- Foxcliff Estates Foxcliff Estates
- Coordinates: 39°28′43″N 86°23′30″W﻿ / ﻿39.47861°N 86.39167°W
- Country: United States
- State: Indiana
- County: Morgan
- Township: Washington

Area
- • Total: 2.22 sq mi (5.7 km^{2})
- • Land: 2.06 sq mi (5.3 km^{2})
- • Water: 0.16 sq mi (0.4 km^{2})
- Elevation: 682 ft (208 m)
- Time zone: UTC-5 (Eastern (EST))
- • Summer (DST): UTC-4 (EDT)
- ZIP code: 46151 (Martinsville)
- Area code: 765
- GNIS feature ID: 2830473
- FIPS code: 18-25212

= Foxcliff Estates, Indiana =

Foxcliff Estates is an unincorporated subdivision in Washington Township, Morgan County, Indiana, United States.

==Geography==
Foxcliff Estates is in east-central Morgan County, 5 mi northeast of Martinsville, the county seat, 11 mi south of Mooresville, and 27 mi southwest of downtown Indianapolis. The community is built around several small lakes and is centered on the Foxcliff Golf Club. Wooded hills rise nearly 200 ft above the community to the west.
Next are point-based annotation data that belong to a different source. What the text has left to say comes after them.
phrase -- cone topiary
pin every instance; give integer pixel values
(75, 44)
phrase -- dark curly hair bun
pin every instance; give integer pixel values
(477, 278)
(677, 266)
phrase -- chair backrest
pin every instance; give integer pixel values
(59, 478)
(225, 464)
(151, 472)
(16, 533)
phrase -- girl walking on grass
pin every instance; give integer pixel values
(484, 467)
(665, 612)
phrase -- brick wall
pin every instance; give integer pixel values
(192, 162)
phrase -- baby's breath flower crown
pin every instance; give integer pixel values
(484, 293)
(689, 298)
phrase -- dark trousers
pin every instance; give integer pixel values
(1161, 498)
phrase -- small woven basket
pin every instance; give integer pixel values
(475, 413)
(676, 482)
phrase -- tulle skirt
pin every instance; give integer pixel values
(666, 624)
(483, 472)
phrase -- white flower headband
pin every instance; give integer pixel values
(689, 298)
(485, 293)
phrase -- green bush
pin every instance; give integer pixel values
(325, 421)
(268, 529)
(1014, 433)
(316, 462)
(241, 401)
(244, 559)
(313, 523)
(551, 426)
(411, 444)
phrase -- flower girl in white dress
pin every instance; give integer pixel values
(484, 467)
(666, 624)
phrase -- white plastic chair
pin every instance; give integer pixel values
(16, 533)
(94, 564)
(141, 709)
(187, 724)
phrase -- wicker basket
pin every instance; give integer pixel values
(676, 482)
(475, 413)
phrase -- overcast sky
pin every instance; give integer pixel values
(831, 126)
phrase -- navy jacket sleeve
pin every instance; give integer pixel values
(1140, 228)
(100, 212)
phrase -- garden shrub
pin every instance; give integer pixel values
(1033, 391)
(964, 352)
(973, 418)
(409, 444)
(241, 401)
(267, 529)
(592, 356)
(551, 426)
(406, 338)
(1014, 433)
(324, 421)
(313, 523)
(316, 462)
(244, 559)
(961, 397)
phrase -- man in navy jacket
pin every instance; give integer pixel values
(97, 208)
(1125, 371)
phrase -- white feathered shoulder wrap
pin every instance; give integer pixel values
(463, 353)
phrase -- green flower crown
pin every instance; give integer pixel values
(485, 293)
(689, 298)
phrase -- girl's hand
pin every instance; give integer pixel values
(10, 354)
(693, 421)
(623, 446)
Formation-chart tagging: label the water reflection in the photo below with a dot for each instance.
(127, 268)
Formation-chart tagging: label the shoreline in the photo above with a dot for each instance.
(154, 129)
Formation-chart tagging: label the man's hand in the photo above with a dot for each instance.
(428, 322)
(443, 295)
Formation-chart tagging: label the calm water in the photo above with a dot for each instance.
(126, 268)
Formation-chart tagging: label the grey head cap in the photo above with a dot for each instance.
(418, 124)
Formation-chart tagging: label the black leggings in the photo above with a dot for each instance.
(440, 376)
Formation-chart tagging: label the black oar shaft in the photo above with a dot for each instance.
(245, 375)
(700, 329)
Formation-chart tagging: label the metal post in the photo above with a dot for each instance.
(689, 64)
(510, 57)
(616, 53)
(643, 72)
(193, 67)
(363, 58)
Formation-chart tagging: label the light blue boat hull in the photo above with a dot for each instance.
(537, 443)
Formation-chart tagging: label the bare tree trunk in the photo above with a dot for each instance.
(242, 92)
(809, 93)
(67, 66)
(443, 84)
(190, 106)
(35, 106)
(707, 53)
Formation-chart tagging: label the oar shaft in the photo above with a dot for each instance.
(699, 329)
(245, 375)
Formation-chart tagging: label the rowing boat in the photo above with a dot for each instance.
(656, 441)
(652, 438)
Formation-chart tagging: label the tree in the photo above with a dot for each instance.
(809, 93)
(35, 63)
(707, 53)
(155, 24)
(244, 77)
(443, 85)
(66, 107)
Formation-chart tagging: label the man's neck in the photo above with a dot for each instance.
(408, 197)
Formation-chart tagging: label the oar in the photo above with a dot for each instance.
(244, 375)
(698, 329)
According to the U.S. Census Bureau, the CDP has a total area of 2.22 sqmi, of which 2.06 sqmi are land and 0.16 sqmi, or 7.29%, are water. The community is bordered to the east by Clear Creek and Grassy Fork, which flow north to the White River at the northern edge of the community.

==Demographics==
The United States Census Bureau first delineated Foxcliff Estates as a census designated place in the 2022 American Community Survey.